India, il presidente dalit dell’era Modi

India, il presidente dalit dell’era Modi

Il grande gigante asiatico sta eleggendo il suo presidente e i due principali candidati sono due «fuori casta». Ma è una scelta figlia più dell’opportunismo politico che di una vera svolta in un Paese che pretende di tenere insieme sviluppo e antiche discriminazioni

 

Ancora una volta l’immensa macchina elettorale indiana si è messa in moto. Questa volta però in modo ridotto. L’elezione del presidente è infatti appannaggio dei rappresentanti eletti al Parlamento federale di New Delhi e alle assemblee dei vari Stati e Territori. Complessivamente poco meno di 5.000 individui che dovranno sostanzialmente ridurre la propria scelta a due candidati: quello della Nuova Alleanza democratica, di centro-destra, guidata dal nazionalista e filo-induista Bharatiya Janata Party (Bjp) del premier Narendra Modi, e quello l’Alleanza progressista unita, collocabile nel centro-sinistra, che ha al centro il Partito del Congresso nazionale indiano, laicista, di cui è leader nazionale l’italiana naturalizzata indiana Sonia Gandhi. Il voto è avvenuto lunedì e i risultati sono attesi per giovedì 20.

Significativamente, entrambi gli schieramenti hanno candidato alla massima carica dello Stato indiano – di alto significato simbolico e istituzionale ma dai pochi poteri effettivi – un dalit, cioè un esponente dei gruppi meno privilegiati della tradizione socio-religiosa induista. Quelli che Gandhi chiamò “harijan”, “Figli di Dio” nel tentativo di farli uscire dalla pesante tradizione di “fuoricasta”, ovvero addetti ai lavoro più umili o disagiati, in condizione di dipendenza dalla caste superiori, senza alcuna speranza di uscire – almeno un tempo – dalla loro condizione se non dopo un numero indefinito di rinascite nel rispetto assoluto della loro condizione. Si calcola che siano il 25 per cento degli indiani, che hanno, soprattutto in passato, cercato nella conversione a islamismo e cristianesimo una possibilità di liberazione, sovente illusoria, da una condizione di discriminazione e disagio

In un certo senso, la scelta di candidare due dalit rispecchia il tentativo di fare del presidente l’espressione delle varie componenti sociali dell’India, ma ne mette in risalto anche le contraddizioni. Alla fine a pochi sfugge che – ancor più in un tempo in cui si modificano leggi e si perseguono intere comunità di stato socio-religioso inferiore per proteggere i bovini sacri all’induismo dalla macellazione – proporre un dalit alla presidenza presenta alte dosi di opportunismo politico, dopo che nel passato alla stessa carica hanno avuto accesso tanto per citare solo gli ultimi – il musulmano P.J. Abdul Kalam, “padre” dell’atomica e della missilistica indiana, la signora Pratibha Patil (prima donna-presidente), il navigato politico (indù ma laicista) Pranab Mukherjee. Si chiude in qualche modo un cerchio che ricollegherà l’eletto di questa consultazione all’ultimo e finora unico dalit mai eletto alla carica: il diplomatico e intellettuale K.R. Narayanan, che fu presidente dal 1997 al 2002.
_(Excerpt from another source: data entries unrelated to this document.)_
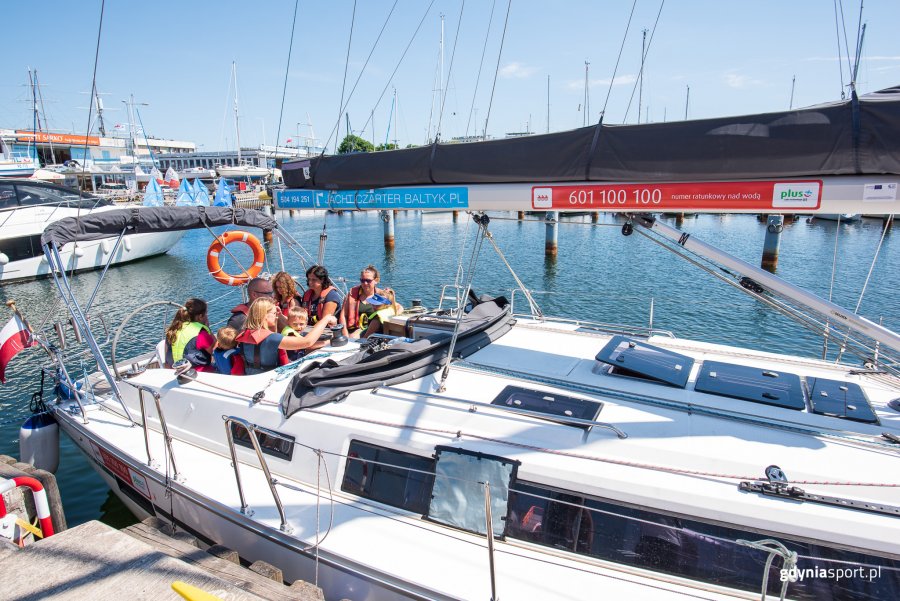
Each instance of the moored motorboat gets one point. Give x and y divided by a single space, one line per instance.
28 207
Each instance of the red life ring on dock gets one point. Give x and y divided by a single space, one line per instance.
215 268
41 506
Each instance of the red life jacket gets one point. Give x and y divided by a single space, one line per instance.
320 305
257 356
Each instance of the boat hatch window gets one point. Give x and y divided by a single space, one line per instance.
640 360
751 384
8 197
686 547
457 498
551 404
391 477
271 442
840 399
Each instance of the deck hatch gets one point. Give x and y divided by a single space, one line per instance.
751 384
271 442
458 499
840 399
551 404
638 359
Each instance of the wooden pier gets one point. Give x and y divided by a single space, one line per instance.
95 561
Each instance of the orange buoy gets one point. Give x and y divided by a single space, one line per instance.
215 249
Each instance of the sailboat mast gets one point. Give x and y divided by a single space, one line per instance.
237 126
40 95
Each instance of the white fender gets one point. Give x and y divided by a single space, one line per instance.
39 442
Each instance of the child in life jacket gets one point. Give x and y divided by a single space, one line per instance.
227 357
298 318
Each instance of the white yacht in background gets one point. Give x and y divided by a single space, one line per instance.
28 206
13 164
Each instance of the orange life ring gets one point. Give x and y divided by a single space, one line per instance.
212 258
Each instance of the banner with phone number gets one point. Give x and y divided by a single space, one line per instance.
680 196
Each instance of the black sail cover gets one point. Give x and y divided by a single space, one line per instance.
328 381
857 136
142 220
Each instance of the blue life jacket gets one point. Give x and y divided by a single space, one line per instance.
223 360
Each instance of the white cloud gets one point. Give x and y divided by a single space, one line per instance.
516 71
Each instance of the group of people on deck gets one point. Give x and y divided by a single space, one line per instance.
269 330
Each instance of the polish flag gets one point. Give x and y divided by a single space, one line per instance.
13 338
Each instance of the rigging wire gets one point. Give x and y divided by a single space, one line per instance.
646 51
496 70
437 135
871 269
287 70
356 83
846 47
480 65
612 79
397 67
337 125
837 31
831 286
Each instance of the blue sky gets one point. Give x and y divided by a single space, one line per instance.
737 57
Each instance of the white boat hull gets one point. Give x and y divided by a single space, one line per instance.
93 255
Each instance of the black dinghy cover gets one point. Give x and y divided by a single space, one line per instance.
141 220
857 136
328 381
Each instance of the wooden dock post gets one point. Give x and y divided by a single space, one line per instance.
774 227
551 245
388 218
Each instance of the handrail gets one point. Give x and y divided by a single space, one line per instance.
609 328
162 422
251 430
573 421
490 538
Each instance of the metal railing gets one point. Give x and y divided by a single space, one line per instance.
162 422
251 431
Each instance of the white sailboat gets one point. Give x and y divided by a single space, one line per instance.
488 450
15 164
243 170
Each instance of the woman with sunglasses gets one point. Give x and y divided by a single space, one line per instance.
357 312
321 297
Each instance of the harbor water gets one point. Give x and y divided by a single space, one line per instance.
599 275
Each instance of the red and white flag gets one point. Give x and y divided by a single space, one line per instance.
13 338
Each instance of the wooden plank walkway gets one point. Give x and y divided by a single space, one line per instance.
95 561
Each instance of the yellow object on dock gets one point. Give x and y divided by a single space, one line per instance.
192 593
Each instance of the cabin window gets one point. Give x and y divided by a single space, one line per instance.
8 197
550 404
640 360
692 549
271 442
751 384
458 496
391 477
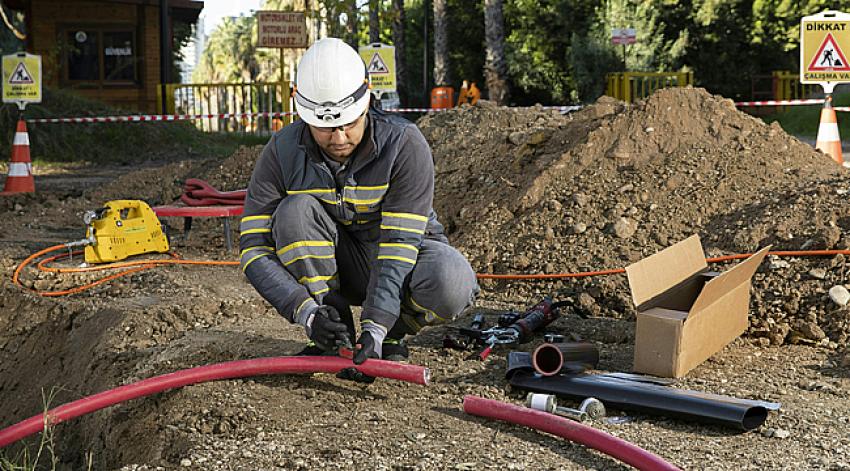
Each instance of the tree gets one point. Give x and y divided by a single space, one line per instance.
400 56
353 14
374 21
495 69
441 46
231 53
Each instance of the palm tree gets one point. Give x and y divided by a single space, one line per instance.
495 66
441 44
352 24
374 21
398 42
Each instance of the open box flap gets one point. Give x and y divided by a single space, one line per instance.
657 273
717 287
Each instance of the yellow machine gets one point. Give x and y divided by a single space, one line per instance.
120 229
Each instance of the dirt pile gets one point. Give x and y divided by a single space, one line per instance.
531 191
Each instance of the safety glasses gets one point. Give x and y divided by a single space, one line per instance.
343 127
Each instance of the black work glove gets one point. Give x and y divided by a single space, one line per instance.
366 348
326 329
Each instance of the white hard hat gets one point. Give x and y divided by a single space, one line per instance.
332 86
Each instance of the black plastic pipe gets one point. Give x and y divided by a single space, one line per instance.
642 396
569 357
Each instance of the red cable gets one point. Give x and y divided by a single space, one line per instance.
228 370
624 451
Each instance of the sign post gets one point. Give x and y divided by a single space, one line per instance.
824 49
22 79
623 36
380 64
824 46
282 30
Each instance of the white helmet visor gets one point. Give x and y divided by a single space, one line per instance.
332 114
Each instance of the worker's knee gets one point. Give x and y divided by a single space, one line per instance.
301 217
442 285
295 207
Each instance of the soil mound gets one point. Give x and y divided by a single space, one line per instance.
531 191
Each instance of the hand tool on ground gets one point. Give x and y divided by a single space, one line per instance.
521 330
465 342
590 408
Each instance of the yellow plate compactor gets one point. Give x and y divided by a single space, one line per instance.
120 229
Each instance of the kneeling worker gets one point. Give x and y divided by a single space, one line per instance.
339 213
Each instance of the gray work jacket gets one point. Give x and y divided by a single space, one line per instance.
386 199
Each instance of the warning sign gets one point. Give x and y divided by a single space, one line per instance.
824 41
281 29
21 76
380 63
377 66
22 79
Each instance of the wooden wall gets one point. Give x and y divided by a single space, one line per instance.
50 16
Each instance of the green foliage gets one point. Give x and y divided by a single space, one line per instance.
231 54
9 43
560 50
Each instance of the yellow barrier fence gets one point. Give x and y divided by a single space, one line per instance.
787 86
230 98
633 86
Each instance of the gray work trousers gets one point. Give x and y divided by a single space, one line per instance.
324 257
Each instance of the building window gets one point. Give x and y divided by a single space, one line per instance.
107 56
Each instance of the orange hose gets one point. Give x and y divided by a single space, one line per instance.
132 267
141 265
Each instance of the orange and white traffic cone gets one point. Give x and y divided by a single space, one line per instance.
829 142
19 179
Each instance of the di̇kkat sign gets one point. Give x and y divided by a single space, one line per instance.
22 79
824 49
380 64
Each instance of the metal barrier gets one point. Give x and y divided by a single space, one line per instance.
632 86
232 107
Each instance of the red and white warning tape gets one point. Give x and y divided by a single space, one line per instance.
163 117
188 117
416 110
813 101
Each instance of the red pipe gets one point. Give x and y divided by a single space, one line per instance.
228 370
622 450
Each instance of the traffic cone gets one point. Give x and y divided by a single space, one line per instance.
20 178
829 142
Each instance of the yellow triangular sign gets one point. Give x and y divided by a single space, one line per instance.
377 65
20 76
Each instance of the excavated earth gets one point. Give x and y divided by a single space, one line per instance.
520 190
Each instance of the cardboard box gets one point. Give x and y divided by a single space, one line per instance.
686 313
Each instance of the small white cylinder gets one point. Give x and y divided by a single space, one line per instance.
541 402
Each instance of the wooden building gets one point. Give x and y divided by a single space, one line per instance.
108 50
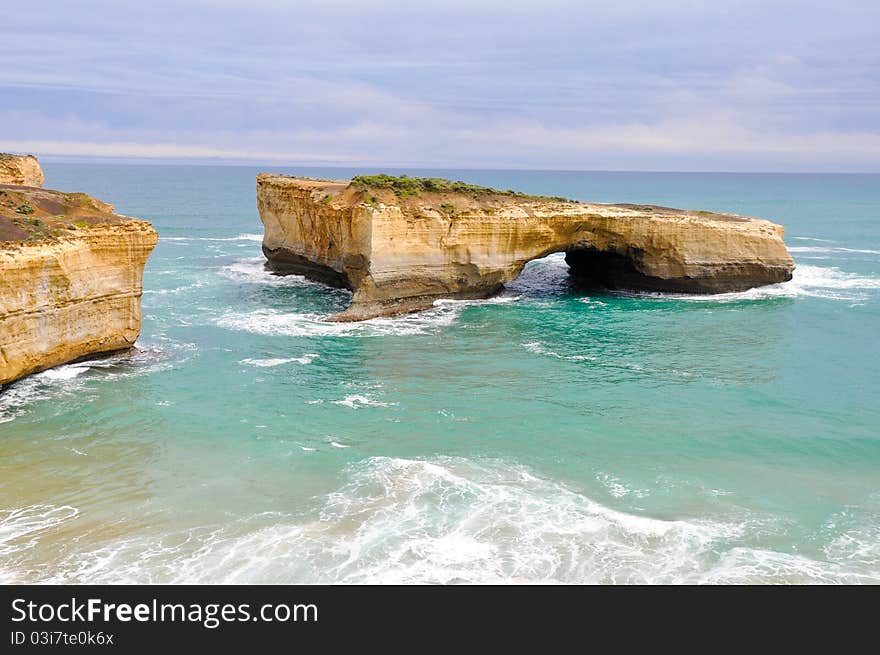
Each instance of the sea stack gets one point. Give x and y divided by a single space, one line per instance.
401 243
71 273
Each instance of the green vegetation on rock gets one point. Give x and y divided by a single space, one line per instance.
404 185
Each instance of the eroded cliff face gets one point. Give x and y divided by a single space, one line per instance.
23 170
400 254
71 276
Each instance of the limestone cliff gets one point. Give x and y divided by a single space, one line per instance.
70 278
20 169
401 246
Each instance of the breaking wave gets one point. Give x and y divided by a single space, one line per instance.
451 520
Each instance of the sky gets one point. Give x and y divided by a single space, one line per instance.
625 85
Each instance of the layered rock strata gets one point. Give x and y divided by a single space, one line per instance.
23 170
399 252
71 275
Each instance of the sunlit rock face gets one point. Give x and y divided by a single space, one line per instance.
71 276
400 251
23 170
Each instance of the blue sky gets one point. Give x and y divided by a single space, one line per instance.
671 85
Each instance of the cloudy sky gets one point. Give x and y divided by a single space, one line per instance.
624 85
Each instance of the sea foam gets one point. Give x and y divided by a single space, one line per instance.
448 520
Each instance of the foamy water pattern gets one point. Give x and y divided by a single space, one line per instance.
445 520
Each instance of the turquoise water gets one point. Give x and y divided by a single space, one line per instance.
544 435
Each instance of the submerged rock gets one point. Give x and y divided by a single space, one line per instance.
401 243
71 275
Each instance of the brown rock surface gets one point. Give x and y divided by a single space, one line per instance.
21 170
400 253
70 278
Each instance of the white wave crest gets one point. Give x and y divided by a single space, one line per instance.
356 400
807 281
272 322
252 270
447 520
20 528
828 250
240 237
308 358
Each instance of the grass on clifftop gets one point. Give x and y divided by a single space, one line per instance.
405 186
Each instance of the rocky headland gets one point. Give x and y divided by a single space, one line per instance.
71 275
21 170
401 243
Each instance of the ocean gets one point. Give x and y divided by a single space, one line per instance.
544 435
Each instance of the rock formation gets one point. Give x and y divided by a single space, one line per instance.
21 170
70 278
401 243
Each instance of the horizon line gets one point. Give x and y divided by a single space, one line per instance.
253 163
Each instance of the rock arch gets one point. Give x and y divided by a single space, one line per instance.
400 254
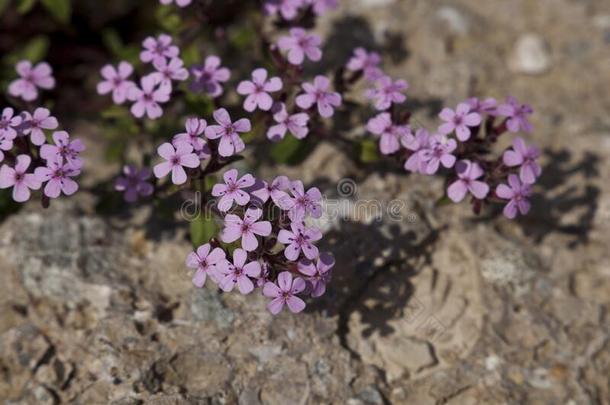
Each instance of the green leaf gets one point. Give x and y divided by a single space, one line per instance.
444 200
203 228
3 5
24 6
368 151
35 50
61 10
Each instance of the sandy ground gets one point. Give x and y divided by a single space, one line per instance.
437 307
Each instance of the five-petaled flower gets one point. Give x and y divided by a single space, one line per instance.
517 194
134 183
57 174
389 133
460 121
228 132
304 203
19 179
147 99
468 172
317 273
158 48
206 262
233 190
32 78
208 76
285 292
318 93
298 239
116 81
300 44
387 91
176 159
64 148
257 90
439 152
195 127
526 157
239 272
168 71
35 124
517 115
8 124
246 229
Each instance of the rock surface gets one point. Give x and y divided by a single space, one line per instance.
428 305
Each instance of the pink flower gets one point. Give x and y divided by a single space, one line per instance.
166 72
317 273
8 124
366 62
517 193
64 149
17 178
468 172
389 134
488 106
276 190
176 160
416 144
439 152
179 3
258 90
304 203
298 239
300 44
239 273
232 190
194 129
296 124
206 263
287 8
32 78
228 132
148 98
459 121
36 123
209 76
157 49
322 6
285 292
387 92
57 175
134 184
318 93
516 114
246 229
116 82
526 157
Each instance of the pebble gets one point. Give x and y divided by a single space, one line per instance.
531 55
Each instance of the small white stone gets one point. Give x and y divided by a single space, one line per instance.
531 55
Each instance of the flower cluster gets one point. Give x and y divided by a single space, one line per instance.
265 224
462 145
290 9
29 162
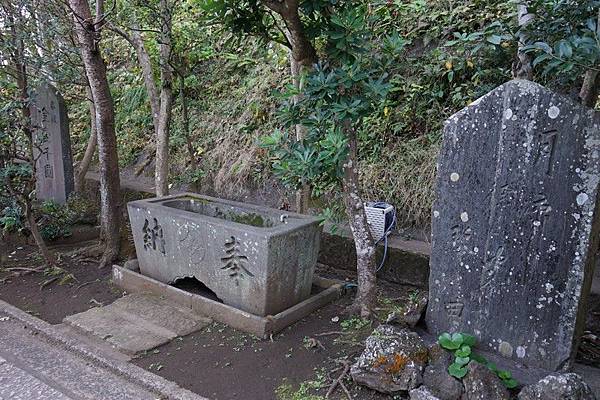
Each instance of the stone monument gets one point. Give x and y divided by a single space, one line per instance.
515 226
52 145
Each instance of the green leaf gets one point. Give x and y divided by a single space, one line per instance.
457 370
445 340
510 383
478 358
464 351
469 340
504 374
462 360
495 39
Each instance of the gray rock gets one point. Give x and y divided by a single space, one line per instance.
514 221
410 316
558 387
54 161
132 265
393 360
436 377
482 384
422 393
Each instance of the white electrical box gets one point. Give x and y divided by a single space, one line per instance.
376 218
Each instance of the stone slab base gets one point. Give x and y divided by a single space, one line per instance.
137 322
262 327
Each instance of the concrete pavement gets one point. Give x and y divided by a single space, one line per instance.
39 362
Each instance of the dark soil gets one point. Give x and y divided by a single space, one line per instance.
88 287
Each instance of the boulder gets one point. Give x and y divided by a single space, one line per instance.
558 387
411 315
422 393
393 360
482 384
436 377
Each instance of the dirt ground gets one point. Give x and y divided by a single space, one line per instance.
220 362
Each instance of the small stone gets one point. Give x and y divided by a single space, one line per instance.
422 393
558 387
132 265
482 384
436 377
393 360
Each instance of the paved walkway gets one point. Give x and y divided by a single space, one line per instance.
38 362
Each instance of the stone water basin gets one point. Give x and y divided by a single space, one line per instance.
254 258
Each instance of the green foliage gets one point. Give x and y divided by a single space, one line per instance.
564 37
305 391
11 218
354 324
56 220
461 345
335 99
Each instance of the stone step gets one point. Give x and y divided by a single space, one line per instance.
137 323
38 362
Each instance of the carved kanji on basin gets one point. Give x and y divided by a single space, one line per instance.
254 258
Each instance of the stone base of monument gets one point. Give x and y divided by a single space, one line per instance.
324 292
526 375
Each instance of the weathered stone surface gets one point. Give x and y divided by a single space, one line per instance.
436 377
253 258
558 387
393 360
482 384
514 225
52 150
137 322
412 312
132 265
422 393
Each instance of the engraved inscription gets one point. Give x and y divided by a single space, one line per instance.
153 236
460 237
544 158
454 309
234 261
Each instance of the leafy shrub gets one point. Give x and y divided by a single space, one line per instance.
461 345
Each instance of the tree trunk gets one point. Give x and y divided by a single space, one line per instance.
363 240
302 194
522 67
110 192
590 89
166 102
302 49
186 122
91 146
148 75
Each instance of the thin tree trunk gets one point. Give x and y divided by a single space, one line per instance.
186 122
91 146
590 89
148 75
522 68
302 194
110 193
166 102
363 239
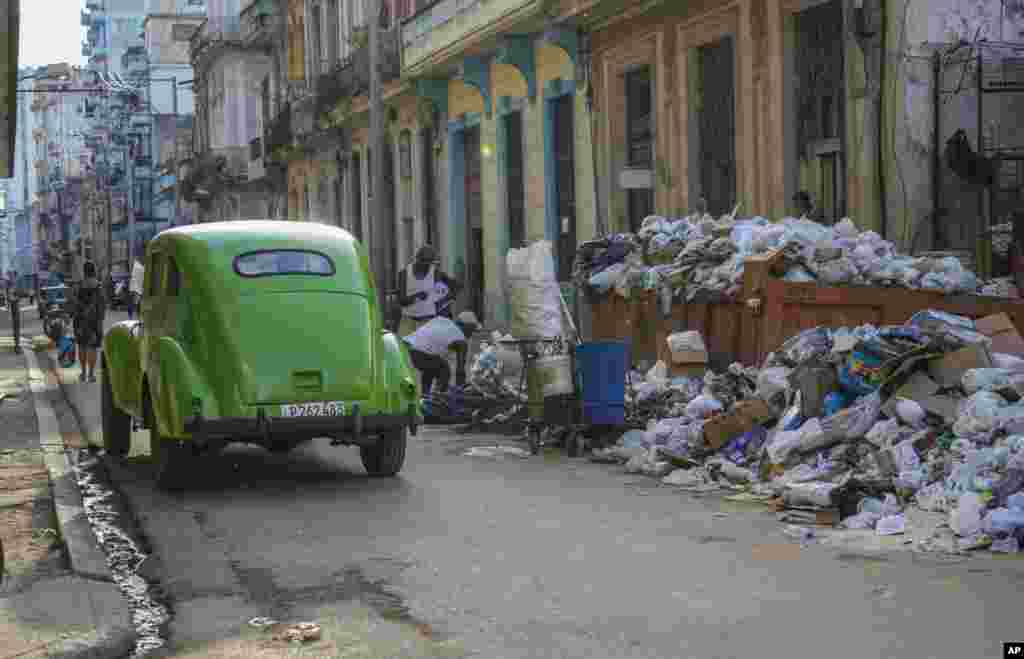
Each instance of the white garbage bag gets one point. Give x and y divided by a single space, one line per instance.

A confrontarsi sono Ram Nath Kovind, politico di lungo corso del Bjp, e la signora Meira Kumar, parlamentare di grande esperienza. Salvo improbabili sorprese il primo dovrebbe assicurarsi una maggioranza superiore al 60 per cento in un altro voto-pigliatutto per l’inarrestabile Bjp, che già domina le camere del Parlamento centrale e diversi Stati.

Politiche populiste, una capillare campagna identitaria e l’apertura netta a investimenti e ammodernamento sono state carte vincenti dell’amministrazione in carica dal 2014. In più l’onda lunga della sfiducia verso il Congresso, al potere quasi ininterrottamente dall’indipendenza – sfiducia legata suo immobilismo nonostante la capacità inclusiva che ne aveva fatto il maggiore ricettore di voti delle minoranze religiose e degli emarginati – non si è ancora fermata. Al momento l’apertura di credito dell’imprenditoria indiana e degli investitori stranieri hanno coperto le contraddizioni di un potere che pretende di conciliare sviluppo e persistenza di antiche discriminazioni. Così sotto il governo Modi hanno potuto guadagnare ampio spazio anche i movimenti estremisti dell’induismo che professano un’India di diritto indù e per gli altri la scelta tra riconversione, sottomissione o migrazione.